Over the past year-plus, my library has been prepping a launch of WorldCat Local to serve as our new, single-search tool for library resources. Now that my colleagues in Metadata, Serials and E-Resources has done their work to prep WCL’s back-end, my team and I have launched a one-month Quality Assurance test.

Using Zoho as our testing platform, my team created four modules that aimed to:

  • test the out-of-the-box features of WorldCat Local
  • test the accuracy of our work in the Knowledge Base (to bring up full-text access, etc.)
  • provide an introduction to WCL features to staff and launch an internal conversation about WCL impact on our work
  • identify short-term and long-term fixes that will be carried out on our current configuration and metadata

The data we’re analyzing can be analyzed from a few perspectives:

  • Format specific failure rates
  • Basic vs.
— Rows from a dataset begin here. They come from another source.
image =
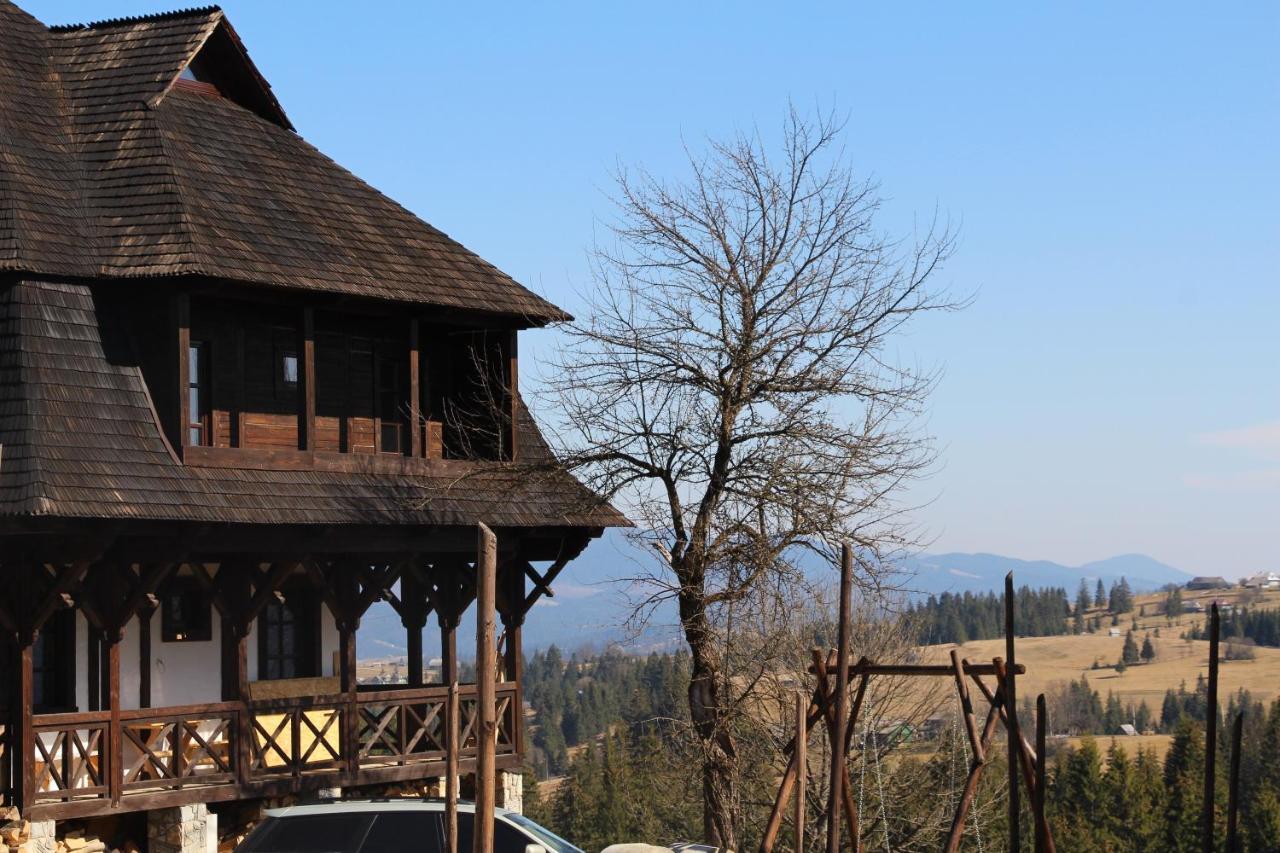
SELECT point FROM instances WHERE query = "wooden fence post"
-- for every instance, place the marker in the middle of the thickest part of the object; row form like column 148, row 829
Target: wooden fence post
column 801, row 748
column 487, row 724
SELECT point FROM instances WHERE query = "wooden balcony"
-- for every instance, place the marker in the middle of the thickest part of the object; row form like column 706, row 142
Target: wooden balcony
column 94, row 763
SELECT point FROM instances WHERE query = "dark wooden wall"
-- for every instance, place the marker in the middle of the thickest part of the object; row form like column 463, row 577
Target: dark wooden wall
column 382, row 384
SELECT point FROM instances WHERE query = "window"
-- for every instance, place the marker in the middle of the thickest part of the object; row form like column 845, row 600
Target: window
column 197, row 393
column 506, row 838
column 392, row 830
column 289, row 635
column 339, row 833
column 284, row 347
column 391, row 405
column 184, row 615
column 53, row 662
column 289, row 369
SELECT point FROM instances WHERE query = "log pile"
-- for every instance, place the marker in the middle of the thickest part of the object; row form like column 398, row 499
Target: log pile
column 16, row 838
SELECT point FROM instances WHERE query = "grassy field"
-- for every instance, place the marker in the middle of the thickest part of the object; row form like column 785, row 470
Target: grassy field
column 1060, row 658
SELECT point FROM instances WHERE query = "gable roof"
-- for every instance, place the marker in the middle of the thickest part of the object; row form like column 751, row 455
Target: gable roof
column 112, row 168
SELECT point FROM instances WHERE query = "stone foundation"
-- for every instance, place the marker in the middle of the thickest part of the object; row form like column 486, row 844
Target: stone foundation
column 186, row 829
column 41, row 836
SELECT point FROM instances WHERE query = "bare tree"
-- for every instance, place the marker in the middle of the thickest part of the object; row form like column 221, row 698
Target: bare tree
column 734, row 391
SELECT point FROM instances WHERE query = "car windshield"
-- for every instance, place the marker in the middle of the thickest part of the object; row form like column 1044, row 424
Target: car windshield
column 548, row 839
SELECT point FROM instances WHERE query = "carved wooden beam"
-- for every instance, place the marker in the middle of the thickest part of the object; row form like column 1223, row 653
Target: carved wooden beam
column 265, row 587
column 55, row 598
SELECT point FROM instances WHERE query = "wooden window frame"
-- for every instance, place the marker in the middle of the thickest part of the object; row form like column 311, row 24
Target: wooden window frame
column 186, row 630
column 200, row 423
column 59, row 673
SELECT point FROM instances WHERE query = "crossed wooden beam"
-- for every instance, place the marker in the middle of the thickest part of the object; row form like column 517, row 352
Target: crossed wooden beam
column 822, row 708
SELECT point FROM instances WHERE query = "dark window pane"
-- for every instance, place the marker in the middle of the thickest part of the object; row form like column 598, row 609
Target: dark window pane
column 289, row 369
column 397, row 831
column 312, row 834
column 506, row 838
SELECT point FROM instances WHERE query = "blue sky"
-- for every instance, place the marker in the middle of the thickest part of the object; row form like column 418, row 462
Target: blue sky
column 1115, row 169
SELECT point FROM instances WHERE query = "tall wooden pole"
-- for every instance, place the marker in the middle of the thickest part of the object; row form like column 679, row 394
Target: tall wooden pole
column 801, row 747
column 837, row 731
column 487, row 714
column 451, row 771
column 1210, row 735
column 1233, row 801
column 1011, row 717
column 1042, row 838
column 448, row 619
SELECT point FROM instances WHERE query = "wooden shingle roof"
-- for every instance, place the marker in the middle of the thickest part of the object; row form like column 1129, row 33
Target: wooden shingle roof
column 80, row 441
column 110, row 168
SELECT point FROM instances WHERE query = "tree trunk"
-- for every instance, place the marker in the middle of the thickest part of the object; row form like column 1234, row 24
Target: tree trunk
column 711, row 724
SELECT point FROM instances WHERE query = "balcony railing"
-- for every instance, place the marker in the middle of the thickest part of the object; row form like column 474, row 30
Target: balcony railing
column 85, row 763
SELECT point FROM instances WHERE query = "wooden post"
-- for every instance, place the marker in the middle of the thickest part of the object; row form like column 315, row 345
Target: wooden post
column 115, row 772
column 307, row 381
column 1233, row 798
column 513, row 392
column 801, row 763
column 95, row 667
column 347, row 623
column 487, row 724
column 816, row 712
column 23, row 761
column 243, row 716
column 145, row 615
column 414, row 619
column 415, row 652
column 970, row 723
column 1210, row 735
column 415, row 395
column 837, row 733
column 512, row 611
column 976, row 767
column 451, row 770
column 1011, row 719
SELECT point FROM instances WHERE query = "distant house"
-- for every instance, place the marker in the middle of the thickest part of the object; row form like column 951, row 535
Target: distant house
column 1207, row 583
column 1262, row 580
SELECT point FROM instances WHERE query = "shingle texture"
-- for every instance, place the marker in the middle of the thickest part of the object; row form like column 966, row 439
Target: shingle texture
column 80, row 439
column 109, row 168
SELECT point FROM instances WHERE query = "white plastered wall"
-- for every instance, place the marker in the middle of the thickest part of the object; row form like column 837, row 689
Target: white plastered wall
column 187, row 673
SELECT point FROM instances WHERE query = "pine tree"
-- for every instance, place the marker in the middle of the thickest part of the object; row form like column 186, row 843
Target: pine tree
column 1184, row 767
column 1262, row 821
column 1078, row 794
column 1147, row 797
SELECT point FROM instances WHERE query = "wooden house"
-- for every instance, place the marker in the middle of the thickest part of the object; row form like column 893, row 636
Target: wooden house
column 243, row 396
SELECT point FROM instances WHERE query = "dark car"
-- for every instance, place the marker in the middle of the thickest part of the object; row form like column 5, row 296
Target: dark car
column 391, row 826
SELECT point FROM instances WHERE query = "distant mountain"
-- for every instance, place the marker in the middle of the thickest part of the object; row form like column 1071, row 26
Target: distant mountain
column 942, row 573
column 592, row 603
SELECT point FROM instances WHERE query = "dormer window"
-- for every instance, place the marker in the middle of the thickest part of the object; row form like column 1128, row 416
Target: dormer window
column 197, row 393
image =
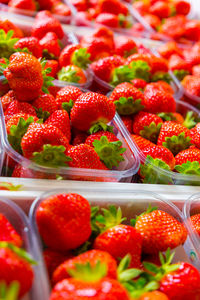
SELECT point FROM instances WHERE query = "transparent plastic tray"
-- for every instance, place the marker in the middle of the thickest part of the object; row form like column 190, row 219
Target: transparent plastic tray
column 21, row 223
column 191, row 207
column 173, row 177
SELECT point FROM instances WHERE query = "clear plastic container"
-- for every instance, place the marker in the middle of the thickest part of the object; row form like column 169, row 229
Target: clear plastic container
column 161, row 176
column 40, row 288
column 192, row 207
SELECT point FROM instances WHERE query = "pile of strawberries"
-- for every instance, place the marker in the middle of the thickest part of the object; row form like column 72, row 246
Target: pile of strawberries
column 16, row 270
column 169, row 19
column 98, row 254
column 165, row 138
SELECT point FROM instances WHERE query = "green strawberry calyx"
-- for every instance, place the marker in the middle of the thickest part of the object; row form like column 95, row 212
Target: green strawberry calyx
column 177, row 143
column 141, row 70
column 128, row 106
column 81, row 58
column 51, row 156
column 180, row 74
column 10, row 292
column 18, row 131
column 110, row 153
column 149, row 171
column 121, row 74
column 151, row 132
column 19, row 251
column 191, row 168
column 68, row 74
column 87, row 272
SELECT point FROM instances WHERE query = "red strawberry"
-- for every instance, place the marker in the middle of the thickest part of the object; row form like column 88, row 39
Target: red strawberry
column 46, row 145
column 127, row 99
column 147, row 125
column 60, row 119
column 46, row 22
column 66, row 216
column 74, row 54
column 92, row 256
column 50, row 45
column 15, row 266
column 45, row 105
column 8, row 233
column 156, row 101
column 92, row 110
column 160, row 231
column 32, row 44
column 66, row 97
column 174, row 136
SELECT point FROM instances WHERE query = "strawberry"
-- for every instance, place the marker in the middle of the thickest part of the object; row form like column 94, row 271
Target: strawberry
column 161, row 9
column 24, row 75
column 66, row 216
column 195, row 220
column 179, row 66
column 195, row 135
column 32, row 44
column 45, row 105
column 174, row 136
column 125, row 46
column 72, row 73
column 23, row 4
column 50, row 45
column 74, row 55
column 92, row 110
column 46, row 145
column 8, row 233
column 15, row 266
column 159, row 230
column 45, row 22
column 156, row 100
column 60, row 119
column 118, row 239
column 108, row 147
column 147, row 125
column 92, row 256
column 127, row 99
column 188, row 161
column 66, row 97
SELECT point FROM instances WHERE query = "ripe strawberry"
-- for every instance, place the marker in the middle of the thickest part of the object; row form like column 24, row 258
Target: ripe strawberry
column 46, row 22
column 72, row 73
column 160, row 231
column 16, row 107
column 31, row 43
column 174, row 136
column 66, row 216
column 24, row 75
column 92, row 256
column 147, row 125
column 60, row 119
column 125, row 46
column 127, row 99
column 84, row 156
column 92, row 110
column 195, row 220
column 8, row 233
column 118, row 239
column 66, row 97
column 50, row 45
column 188, row 161
column 156, row 101
column 74, row 55
column 15, row 266
column 161, row 9
column 46, row 145
column 23, row 4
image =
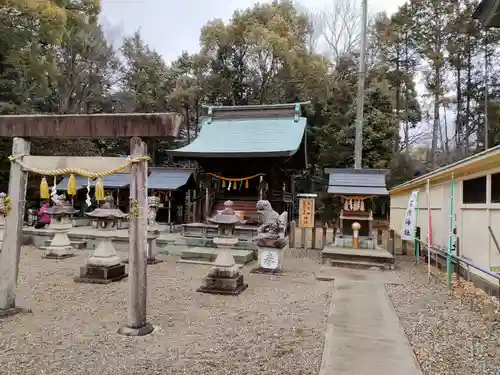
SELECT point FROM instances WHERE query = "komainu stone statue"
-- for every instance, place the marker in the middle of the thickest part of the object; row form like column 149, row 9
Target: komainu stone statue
column 271, row 233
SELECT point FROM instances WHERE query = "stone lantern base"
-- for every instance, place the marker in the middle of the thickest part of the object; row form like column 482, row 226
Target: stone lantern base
column 224, row 278
column 270, row 261
column 104, row 266
column 60, row 246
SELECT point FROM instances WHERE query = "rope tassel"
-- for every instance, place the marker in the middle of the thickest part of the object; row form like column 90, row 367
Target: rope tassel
column 44, row 189
column 72, row 185
column 88, row 201
column 99, row 190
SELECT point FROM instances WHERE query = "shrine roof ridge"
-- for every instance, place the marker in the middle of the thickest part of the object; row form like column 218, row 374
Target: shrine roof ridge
column 99, row 125
column 345, row 181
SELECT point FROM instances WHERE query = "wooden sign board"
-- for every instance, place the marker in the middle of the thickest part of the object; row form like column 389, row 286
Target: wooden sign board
column 306, row 213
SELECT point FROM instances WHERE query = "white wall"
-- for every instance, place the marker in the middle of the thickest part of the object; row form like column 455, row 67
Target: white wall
column 473, row 220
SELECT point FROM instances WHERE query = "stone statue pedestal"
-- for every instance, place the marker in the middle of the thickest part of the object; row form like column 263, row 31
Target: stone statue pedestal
column 60, row 246
column 104, row 266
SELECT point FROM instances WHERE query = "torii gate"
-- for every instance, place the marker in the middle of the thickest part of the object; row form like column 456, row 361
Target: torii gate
column 24, row 127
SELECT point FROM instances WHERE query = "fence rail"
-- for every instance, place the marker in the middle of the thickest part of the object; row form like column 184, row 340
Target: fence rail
column 456, row 258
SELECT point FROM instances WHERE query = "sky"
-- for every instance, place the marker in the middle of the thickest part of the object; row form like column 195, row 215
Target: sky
column 173, row 26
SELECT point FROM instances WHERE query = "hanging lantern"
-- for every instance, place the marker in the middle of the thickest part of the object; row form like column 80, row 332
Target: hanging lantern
column 99, row 190
column 44, row 189
column 71, row 189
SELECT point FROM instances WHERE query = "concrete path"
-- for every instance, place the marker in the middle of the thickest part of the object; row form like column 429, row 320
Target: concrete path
column 364, row 335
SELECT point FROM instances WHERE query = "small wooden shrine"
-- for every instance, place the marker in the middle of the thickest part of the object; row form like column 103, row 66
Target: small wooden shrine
column 356, row 189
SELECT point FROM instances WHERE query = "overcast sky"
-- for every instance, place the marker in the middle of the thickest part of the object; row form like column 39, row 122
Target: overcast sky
column 172, row 26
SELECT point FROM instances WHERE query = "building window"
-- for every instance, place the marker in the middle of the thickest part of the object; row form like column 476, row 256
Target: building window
column 474, row 190
column 495, row 188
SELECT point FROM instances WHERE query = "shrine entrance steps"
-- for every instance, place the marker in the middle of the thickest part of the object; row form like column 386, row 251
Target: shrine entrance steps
column 207, row 255
column 378, row 259
column 244, row 209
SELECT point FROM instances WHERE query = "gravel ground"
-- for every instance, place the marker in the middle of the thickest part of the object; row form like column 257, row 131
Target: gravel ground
column 457, row 334
column 275, row 327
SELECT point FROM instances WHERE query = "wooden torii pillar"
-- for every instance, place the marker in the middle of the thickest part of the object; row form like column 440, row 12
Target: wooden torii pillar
column 22, row 129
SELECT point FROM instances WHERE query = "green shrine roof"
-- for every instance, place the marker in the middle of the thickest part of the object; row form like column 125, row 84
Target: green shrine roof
column 248, row 131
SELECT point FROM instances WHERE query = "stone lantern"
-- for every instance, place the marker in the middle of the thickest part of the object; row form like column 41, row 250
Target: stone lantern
column 60, row 246
column 225, row 276
column 104, row 266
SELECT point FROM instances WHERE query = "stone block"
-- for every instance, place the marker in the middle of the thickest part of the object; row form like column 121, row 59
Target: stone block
column 101, row 274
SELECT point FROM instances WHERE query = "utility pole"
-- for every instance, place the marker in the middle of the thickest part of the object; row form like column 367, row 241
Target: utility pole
column 360, row 97
column 486, row 66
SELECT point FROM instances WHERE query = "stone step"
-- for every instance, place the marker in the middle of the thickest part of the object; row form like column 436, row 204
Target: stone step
column 202, row 262
column 359, row 264
column 359, row 255
column 207, row 254
column 77, row 244
column 208, row 243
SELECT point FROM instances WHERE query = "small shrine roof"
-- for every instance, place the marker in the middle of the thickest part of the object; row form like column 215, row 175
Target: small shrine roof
column 169, row 179
column 346, row 181
column 117, row 180
column 81, row 182
column 248, row 131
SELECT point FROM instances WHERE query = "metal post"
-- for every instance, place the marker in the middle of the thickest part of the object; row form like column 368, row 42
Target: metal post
column 137, row 275
column 390, row 242
column 325, row 232
column 360, row 96
column 292, row 234
column 417, row 245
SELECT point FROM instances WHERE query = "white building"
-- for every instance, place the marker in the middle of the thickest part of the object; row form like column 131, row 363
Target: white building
column 477, row 207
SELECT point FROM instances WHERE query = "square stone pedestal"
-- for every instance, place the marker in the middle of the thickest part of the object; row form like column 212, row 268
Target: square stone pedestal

Advanced search failure rates
  • Database specific failure rates
  • Feature specific failure rates

We’re currently in the fourth week of our testing, but already we’ve identified a number of issues, some of which we have already resolved. Some of which we will take care of right after testing ends. In fact, I’m already seeing value in running a follow-up test right after we make some tweaks to the WCL service configuration that will likely fix the issue staff have seen in the testing. We can then compare the same searches pre and post-tweak.

I’m personally excited about the move from our ridiculously siloed approach to resource discovery (you know, the way libraries traditionally have had a bizillion different platforms that just boggle all but the most savvy reference librarians). Our new vision is to provide a single search box to get at our resources that will be approachable and logical to most users. Yes, certain researchers will still need the specific database tool, but for 90-95% of our users, WCL will probably suffice.

Actually, I think this will only get better over time. I was at an OCLC meeting in Chicago yesterday, and was happy to hear about how libraries currently using WCL are using it’s features to improve the relevancy and value of the library catalog…and getting up to speed with contemporary user expectations (that is the Google way).

We hope to put together a formal report by the end of March and then run a few more test before launching WCL with our new portal next Fall.